B6-DK mice develop enhanced antiviral response during chronic infection. (A) B6-WT (○) and B6-DK (●) mice were infected i.v. with 1 × 10⁶ pfu LCMV clone 13 on day 0 or not infected (WT control [□] and DK control [■]). Body weight was measured daily before (day 0) and after infection. Percentage of original body weight is shown (n > 4 per group). (B) Illness scores of B6-WT (○) and B6-DK (●) mice after infection with LCMV-Cl13 are shown. Scores were evaluated as described in Methods (n > 4/group). (C) Histopathology of liver and lung from B6-WT and B6-DK mice on day 55 after LCMV clone 13 infection is shown. (Right) Leukocyte infiltration of liver and lung per field was enumerated and compared between B6-WT and B6-DK mice. (D) During chronic LCMV infection, virus titers in B6-WT (○) and B6-DK (●) mice at the indicated times after infection with LCMV-Cl13 were assessed by standard plaque assay. Course of viral titer is shown in pfu in kidney, lung, and serum.

Fig. 5.

Qa-1–restricted inhibition of CD8⁺ effector cells by CD8⁺ Treg cells underlies the attenuated antiviral response. (A) CD45.1⁺Ly49⁺CD8⁺ Treg cells and CD45.1⁺Ly49^–CD8⁺ T cells (as controls), as well as B6-WT and B6-DK CD8⁺CD44^–CD62L⁺-naive T cells, were highly purified via FACS sorting and 4 groups of Rag2^−/− hosts were transferred with CD45.1⁺Ly49⁺CD8⁺ Treg cells and WT CD8⁺CD44^–CD62L⁺-naive T cells, CD45.1⁺Ly49⁺CD8⁺ Treg cells and B6-DK CD8⁺CD44^–CD62L⁺-naive T cells, CD45.1⁺Ly49⁻CD8⁺ T cells and B6-WT CD8⁺CD44^–CD62L⁺-naive T cells, or CD45.1⁺Ly49^–CD8⁺ T cells and B6-DK CD8⁺CD44^–CD62L⁺-naive T cells.
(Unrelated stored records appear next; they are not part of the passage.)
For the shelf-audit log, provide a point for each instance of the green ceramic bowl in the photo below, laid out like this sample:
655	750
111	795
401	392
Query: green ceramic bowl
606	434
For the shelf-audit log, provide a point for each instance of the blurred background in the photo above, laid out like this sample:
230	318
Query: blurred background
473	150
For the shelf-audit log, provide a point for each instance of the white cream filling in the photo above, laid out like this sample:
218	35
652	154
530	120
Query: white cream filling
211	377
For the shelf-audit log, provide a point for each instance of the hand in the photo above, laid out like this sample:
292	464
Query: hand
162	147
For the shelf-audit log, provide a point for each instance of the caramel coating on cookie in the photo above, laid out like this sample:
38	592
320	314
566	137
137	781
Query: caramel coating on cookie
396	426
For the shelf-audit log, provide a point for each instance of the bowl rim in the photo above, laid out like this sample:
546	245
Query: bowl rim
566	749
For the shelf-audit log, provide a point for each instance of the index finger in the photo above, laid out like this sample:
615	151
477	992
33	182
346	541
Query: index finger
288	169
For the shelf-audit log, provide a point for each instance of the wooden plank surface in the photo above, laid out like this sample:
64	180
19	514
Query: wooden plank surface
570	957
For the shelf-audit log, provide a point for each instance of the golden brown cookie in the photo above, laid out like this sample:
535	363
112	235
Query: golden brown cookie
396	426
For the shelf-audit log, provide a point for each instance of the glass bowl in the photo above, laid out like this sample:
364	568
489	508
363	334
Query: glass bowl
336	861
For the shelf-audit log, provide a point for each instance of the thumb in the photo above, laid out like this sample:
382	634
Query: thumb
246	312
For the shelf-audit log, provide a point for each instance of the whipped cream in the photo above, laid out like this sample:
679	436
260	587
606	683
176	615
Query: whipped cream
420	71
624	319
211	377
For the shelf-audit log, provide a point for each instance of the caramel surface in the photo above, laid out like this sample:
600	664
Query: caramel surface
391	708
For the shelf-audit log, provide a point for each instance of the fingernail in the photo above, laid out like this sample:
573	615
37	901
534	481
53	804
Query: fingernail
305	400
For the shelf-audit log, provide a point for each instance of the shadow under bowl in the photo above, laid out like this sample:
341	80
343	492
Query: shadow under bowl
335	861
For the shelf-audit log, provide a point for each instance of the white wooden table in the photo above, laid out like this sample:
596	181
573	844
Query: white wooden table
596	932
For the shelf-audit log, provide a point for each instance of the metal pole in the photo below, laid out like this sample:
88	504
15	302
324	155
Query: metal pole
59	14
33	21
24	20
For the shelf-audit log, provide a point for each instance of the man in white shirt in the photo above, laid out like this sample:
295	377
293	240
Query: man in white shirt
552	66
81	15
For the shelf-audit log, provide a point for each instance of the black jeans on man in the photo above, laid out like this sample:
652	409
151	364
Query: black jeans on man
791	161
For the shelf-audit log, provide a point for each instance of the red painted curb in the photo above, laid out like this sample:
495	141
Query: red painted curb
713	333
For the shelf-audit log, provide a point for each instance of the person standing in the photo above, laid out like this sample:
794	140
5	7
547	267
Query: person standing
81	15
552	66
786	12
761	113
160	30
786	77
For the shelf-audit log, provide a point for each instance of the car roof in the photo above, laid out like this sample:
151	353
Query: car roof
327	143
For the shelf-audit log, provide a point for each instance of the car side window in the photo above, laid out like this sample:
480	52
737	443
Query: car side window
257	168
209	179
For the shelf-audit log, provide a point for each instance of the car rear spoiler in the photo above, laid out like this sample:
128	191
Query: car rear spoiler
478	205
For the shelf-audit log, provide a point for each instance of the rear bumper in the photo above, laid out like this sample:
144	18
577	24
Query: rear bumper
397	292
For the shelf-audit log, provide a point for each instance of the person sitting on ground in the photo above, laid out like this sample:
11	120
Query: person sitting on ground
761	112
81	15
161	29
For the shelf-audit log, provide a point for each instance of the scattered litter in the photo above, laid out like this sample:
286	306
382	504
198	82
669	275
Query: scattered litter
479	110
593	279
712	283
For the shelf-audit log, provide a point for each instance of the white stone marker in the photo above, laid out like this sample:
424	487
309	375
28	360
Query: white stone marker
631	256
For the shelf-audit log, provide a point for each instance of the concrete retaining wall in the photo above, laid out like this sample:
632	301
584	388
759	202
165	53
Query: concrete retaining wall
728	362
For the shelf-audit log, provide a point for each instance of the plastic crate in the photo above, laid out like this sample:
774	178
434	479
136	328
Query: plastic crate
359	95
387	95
After cell transfer mice were infected with LCMV-Arm i.p. (2 × 10⁵ pfu). On day 5, CD45.1^– splenic mononuclear cells were assessed for antiviral immune response. Shown are total cell numbers of CD45.1^–CD3⁺CD8⁺CD62L^–CD44⁺CD127^–KLRG1⁺ SLECs (n = 3 per group). (B) In vivo LCMV-Arm activated Thy1.1⁺Ly49⁺CD122⁺CD8⁺ Treg cells were cotransferred with in vivo activated and Celltrace Violet-labeled B6-WT CD45.1⁺P14⁺CD8⁺ T cells and Celltrace Violet-labeled B6-DK CD45.2⁺P14⁺CD8⁺ T cells into the same Rag2^−/− host at a 2:1:1 ratio. Twelve hours after transfer, host mice were immunized i.v. with 0.5 μg gp33-peptide/mouse. (Left) Seventy-two hours after immunization, proliferation of LCMV-specific B6-WT (gray shading) and B6-DK (solid line) CD8⁺ T cells were evaluated by Celltrace Violet dilution. (Right) Percentage of B6-WT and B6-DK LCMV-specific CD8⁺ T cells that proliferated for >6 generations is shown (n = 3 per group).